Historic Move
Leises honored for work on downtown building
HARTINGTON — History Nebraska has honored a Hartington couple for preserving a historic structure in the Cedar County seat community.
Preston and Emily Leise have been named the 2022 Nebraska State Historic Preservation Award winners for rehabilitating a 122-year-old building in downtown Hartington to use for their businesses.
“It came as a complete surprise to us as our whole idea wasn’t to be nominated for any awards or any recognition for that matter,” Preston said.
“It started with us just wanting a nicer place for our businesses to be for a long time to come,” he said. “We then got in the process of wanting to keep the existing exterior architecture and then it moved on from there.”
The couple had been invited to receive the History Nebraska award in person during a special event on March 15 at the historic Kennard House in Lincoln, but they were unable to due to the nature of Preston’s business.
Preston owns Leise Tax & Bookkeeping at 107 N. Broadway Ave. in downtown Hartington and tax season keeps him busy this time of year.
Emily’s business, Emily Rose Photography, is located inside an addition to the structure that the couple had built on in 2018 to the property, which they own together.
After buying the red-brick building in August 2017 to be the home of their businesses, Preston and Emily knew that rehabilitation work was in their future for the structure, which dates back to 1900.
When the Hartington Downtown Historic District was named to the National Register of Historic Places in 2019, the couple could begin using the Nebraska Historic Tax Credit program to bring their building back to its original luster.
“The process started, you could say, with the purchase of the building as the idea was always there,” Preston said of rehabilitating the structure.
“I started the process of exploring historical tax credits in the summer of 2019 as Hartington became a historical district with my building a contributing property,” he said.
The rehabilitation work started during the summer of 2020 and was completed in December later that year.
The finalizing of the building project and state historic tax credits was formally approved during the summer of 2021.
Preston and Emily originally were not sure what they wanted to do with rehabilitating the structure.
“Over the first few years of owning the property, I received numerous comments about the unique exterior of the building,” Preston said. “I agreed with this and thought it would be a neat feature to keep in the downtown.
“We then thought if we are keeping the exterior looking original, we should try to keep as much as the inside original as possible to match that historic look with the main feature on the interior being the original wood floors and HVAC registers,” he said.
The couple utilized historic images of the building’s original windows to have replacements created, had the roof replaced, had Americans with Disabilities Act access added and had mortar repointed – chipped out and replaced – based on the color and texture of the historic mortar.
Elements of the structure’s interior that could be saved were carefully refinished, the floor was restabilized, and new electrical and heating, ventilation and air conditioning were added as part of the rehabilitation work.
“It was a complete gut job down to the bones of the building,” Preston said.
RaDec Construction Co.
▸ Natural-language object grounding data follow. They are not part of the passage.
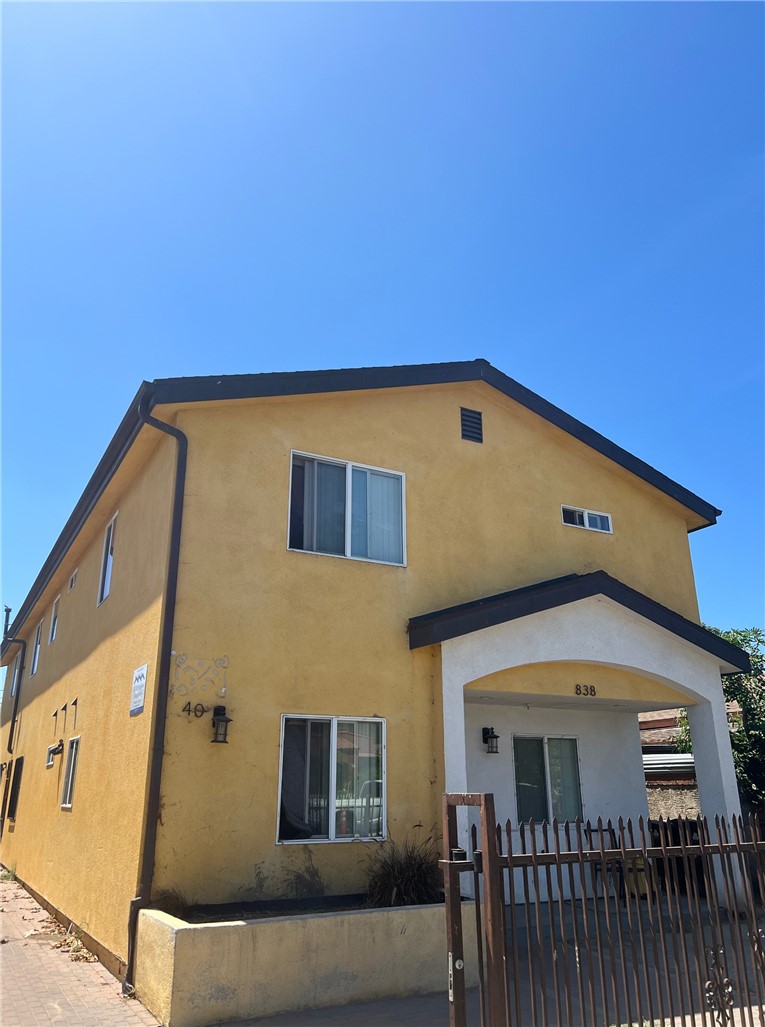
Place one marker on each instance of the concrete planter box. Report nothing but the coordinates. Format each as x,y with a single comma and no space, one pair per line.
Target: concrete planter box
190,975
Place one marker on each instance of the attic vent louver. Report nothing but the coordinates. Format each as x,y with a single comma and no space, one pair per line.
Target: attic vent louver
472,425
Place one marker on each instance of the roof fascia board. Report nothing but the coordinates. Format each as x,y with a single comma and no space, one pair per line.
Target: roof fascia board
175,390
454,621
107,467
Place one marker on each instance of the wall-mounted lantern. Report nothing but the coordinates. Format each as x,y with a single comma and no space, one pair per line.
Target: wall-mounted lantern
220,724
490,739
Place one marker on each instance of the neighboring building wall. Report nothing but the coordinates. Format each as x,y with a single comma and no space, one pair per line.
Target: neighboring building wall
84,861
306,634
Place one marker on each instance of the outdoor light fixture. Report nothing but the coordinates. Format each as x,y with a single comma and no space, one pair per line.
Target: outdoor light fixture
220,724
490,739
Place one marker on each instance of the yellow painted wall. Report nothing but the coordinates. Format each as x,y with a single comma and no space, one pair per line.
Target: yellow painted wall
306,634
84,861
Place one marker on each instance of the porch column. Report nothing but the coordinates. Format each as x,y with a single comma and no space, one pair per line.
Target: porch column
455,754
718,792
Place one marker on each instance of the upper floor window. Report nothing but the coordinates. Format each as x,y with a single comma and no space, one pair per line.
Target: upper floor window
14,675
68,790
586,519
346,509
105,582
36,650
547,784
53,620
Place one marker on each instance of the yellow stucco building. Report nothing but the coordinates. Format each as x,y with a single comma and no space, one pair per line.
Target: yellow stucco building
365,576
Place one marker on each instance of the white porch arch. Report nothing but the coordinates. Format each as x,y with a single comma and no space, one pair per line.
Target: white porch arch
597,630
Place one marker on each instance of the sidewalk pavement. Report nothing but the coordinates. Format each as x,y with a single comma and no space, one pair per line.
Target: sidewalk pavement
41,985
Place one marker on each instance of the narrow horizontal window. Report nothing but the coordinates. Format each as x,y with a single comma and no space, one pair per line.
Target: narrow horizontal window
586,519
36,650
69,774
53,620
332,778
105,581
346,509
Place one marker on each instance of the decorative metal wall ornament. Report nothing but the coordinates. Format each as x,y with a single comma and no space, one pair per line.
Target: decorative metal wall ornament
719,989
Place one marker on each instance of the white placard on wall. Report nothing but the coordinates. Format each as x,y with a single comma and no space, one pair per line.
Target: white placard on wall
139,690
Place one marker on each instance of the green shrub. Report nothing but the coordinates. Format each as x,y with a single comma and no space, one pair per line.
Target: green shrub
406,873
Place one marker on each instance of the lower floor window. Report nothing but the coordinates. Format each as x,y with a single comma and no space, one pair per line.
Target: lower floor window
547,784
333,772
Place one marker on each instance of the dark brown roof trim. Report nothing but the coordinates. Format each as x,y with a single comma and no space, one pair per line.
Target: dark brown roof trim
305,382
178,390
433,628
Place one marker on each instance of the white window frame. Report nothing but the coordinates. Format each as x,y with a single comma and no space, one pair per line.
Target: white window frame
36,649
544,737
70,772
586,512
349,465
53,619
107,545
14,675
332,797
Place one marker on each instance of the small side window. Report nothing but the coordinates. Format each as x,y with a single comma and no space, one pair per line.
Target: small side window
591,520
105,581
53,619
69,773
36,650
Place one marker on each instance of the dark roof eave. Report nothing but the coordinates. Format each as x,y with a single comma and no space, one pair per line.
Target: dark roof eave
431,629
181,390
113,456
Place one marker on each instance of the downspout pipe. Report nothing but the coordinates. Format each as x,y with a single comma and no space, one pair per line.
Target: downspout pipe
148,850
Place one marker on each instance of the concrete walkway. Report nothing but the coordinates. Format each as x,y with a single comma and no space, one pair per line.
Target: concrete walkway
41,985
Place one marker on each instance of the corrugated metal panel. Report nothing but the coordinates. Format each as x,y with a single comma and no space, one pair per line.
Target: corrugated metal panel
668,763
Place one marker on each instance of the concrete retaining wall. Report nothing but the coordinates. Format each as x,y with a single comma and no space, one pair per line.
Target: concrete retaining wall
192,975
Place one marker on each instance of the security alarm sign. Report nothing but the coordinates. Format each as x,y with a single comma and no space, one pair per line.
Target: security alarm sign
139,690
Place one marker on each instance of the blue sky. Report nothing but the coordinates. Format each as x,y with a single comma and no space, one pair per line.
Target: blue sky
572,191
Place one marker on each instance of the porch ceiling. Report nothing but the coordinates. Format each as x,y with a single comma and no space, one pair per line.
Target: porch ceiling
533,700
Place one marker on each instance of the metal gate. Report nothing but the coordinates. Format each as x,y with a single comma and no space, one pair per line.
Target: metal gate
605,925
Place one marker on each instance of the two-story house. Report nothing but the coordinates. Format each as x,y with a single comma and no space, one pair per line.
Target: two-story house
373,585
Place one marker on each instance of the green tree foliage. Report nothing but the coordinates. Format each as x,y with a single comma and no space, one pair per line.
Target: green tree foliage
747,727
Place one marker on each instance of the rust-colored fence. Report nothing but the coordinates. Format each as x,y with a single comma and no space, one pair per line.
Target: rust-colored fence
594,925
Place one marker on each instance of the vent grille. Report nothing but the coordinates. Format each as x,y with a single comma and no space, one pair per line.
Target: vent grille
472,425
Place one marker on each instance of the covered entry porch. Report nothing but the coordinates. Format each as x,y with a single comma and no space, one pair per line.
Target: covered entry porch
561,670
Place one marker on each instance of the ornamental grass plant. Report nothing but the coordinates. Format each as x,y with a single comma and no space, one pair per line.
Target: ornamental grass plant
405,873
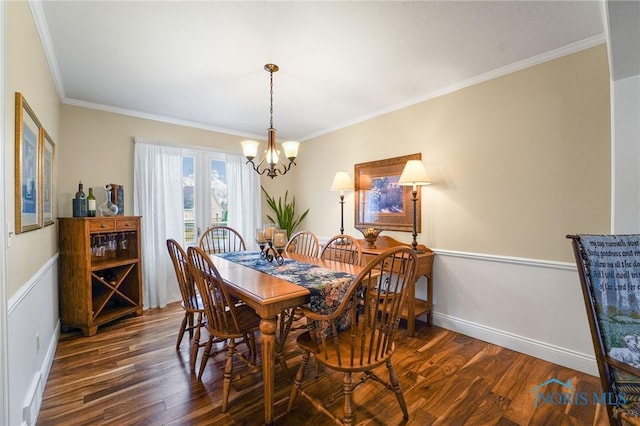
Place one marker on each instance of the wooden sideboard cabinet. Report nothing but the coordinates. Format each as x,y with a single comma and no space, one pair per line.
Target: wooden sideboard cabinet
414,307
100,270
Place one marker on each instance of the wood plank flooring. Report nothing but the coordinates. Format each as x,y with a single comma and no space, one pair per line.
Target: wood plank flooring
131,373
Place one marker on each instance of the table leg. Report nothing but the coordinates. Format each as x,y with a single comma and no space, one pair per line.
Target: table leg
268,328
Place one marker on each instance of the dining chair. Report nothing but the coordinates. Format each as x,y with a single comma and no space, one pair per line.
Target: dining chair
221,239
342,248
373,303
304,242
610,279
225,320
193,319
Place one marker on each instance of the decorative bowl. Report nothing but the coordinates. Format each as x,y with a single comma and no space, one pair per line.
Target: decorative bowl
370,236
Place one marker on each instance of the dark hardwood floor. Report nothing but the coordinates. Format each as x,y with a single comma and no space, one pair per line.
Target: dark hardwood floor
130,373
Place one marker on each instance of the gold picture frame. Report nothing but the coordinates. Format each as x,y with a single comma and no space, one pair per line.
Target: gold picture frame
28,214
379,201
48,187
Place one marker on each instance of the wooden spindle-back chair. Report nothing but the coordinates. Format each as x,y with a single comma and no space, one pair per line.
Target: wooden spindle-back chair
191,302
342,248
374,302
225,319
221,239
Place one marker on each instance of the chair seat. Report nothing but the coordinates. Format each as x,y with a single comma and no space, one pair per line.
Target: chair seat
198,306
364,357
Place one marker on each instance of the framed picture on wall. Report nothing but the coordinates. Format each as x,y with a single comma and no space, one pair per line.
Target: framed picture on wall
379,201
47,189
27,168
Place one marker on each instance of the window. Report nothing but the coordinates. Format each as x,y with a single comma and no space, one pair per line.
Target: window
204,189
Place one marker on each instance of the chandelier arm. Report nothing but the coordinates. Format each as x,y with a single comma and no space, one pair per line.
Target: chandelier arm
257,168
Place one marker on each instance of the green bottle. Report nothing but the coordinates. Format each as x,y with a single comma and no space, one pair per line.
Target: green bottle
91,204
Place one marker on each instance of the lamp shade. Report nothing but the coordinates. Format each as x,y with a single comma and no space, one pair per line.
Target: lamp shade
341,182
414,174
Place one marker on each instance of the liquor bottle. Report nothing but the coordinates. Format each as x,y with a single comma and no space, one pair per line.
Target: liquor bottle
91,204
80,203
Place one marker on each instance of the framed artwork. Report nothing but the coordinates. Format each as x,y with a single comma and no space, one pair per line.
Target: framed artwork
47,189
28,205
379,201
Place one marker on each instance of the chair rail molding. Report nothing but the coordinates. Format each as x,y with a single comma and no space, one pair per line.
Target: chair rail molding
528,305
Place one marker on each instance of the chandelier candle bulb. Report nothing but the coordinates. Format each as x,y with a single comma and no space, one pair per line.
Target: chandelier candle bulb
273,166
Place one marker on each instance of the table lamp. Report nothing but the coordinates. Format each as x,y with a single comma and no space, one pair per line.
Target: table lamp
414,175
342,182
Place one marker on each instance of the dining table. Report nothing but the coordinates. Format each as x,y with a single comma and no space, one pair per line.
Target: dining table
270,288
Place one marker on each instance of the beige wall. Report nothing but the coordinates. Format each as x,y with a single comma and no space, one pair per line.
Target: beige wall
99,150
27,71
516,162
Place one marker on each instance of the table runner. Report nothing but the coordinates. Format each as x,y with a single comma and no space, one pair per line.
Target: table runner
327,287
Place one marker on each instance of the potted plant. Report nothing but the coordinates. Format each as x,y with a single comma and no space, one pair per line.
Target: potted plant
285,212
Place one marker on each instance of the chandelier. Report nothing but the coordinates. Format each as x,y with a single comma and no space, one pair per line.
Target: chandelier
274,165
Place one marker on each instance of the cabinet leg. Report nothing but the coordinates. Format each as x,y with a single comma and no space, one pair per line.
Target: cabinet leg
89,331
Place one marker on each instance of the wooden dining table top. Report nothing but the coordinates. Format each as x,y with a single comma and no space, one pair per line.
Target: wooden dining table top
268,294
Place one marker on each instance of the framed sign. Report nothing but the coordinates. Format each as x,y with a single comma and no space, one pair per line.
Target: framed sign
27,167
379,201
47,189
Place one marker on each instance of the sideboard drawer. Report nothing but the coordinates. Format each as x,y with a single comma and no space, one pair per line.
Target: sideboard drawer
102,225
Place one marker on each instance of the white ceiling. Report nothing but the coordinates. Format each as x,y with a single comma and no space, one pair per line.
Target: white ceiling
201,63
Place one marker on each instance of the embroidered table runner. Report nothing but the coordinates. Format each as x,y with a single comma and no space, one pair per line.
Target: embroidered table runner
326,286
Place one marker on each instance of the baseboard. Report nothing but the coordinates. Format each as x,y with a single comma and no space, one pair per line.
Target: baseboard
555,354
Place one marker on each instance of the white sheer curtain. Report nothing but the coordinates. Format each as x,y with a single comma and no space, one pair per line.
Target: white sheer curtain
157,197
244,205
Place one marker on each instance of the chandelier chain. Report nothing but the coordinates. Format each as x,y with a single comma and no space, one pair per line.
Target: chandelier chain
271,102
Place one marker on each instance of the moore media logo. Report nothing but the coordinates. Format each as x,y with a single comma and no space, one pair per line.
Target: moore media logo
567,395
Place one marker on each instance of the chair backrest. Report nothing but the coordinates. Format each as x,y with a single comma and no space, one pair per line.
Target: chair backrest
304,242
373,303
183,274
219,308
609,271
221,239
342,248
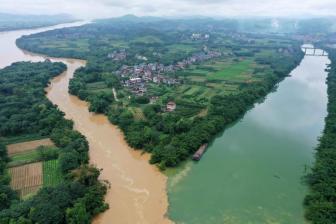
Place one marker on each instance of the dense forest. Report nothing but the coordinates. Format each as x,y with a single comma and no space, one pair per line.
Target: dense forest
24,110
210,94
321,201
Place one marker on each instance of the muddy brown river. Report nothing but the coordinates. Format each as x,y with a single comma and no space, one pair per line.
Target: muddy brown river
138,190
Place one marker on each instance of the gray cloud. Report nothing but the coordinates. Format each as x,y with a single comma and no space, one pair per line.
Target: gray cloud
218,8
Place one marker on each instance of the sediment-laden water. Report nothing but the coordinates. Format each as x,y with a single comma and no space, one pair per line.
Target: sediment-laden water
138,190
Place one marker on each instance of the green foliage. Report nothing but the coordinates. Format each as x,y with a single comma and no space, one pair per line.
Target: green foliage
25,111
212,94
320,203
51,173
77,214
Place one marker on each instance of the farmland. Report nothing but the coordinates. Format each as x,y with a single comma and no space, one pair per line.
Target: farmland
28,145
51,173
26,179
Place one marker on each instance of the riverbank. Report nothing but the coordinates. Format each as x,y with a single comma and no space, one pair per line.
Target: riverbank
138,190
252,172
320,201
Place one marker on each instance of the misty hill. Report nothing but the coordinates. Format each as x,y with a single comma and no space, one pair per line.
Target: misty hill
250,25
15,22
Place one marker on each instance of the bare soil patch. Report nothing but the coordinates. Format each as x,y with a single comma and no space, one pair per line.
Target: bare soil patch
27,179
28,146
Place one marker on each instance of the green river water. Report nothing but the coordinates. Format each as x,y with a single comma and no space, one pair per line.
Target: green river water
252,173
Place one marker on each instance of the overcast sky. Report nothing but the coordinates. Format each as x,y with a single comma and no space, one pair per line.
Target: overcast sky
216,8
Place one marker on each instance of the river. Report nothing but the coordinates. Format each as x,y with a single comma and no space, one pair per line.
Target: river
252,173
138,192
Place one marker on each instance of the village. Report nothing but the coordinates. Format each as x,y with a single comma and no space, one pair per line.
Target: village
135,77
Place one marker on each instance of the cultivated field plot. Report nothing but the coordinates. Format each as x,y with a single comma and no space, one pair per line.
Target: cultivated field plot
27,146
51,173
26,179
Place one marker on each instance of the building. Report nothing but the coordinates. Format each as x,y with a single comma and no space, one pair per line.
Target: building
171,106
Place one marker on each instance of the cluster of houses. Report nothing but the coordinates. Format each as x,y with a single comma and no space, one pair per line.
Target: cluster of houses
135,77
199,36
118,55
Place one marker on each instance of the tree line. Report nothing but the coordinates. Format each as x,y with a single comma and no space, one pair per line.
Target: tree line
24,109
320,202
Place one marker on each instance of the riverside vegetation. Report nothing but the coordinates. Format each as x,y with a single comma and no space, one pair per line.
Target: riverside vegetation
209,92
320,202
71,195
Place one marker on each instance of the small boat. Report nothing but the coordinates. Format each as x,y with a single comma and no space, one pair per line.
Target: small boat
199,153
Inc. of Hartington was the general contractor for the building project.
“RaDec was very instrumental in being very detailed and working with History Nebraska every step of the way,” Preston said.
“We used about seven different subcontractors on the project and tried to keep everything we possibly could local with purchases and subcontractors,” he said.
Preston and Emily are happy to receive the History Nebraska award and with how the rehabilitation work turned out on the building that houses their businesses.
“It was a total relief to be back in the building doing business and be able to have a final product that we could start to make our own,” Preston said.
“We love the statement the arched windows bring the downtown and the natural light inside,” he said. “We are very pleased with the final product we have that we hope to be in for a long time to come.”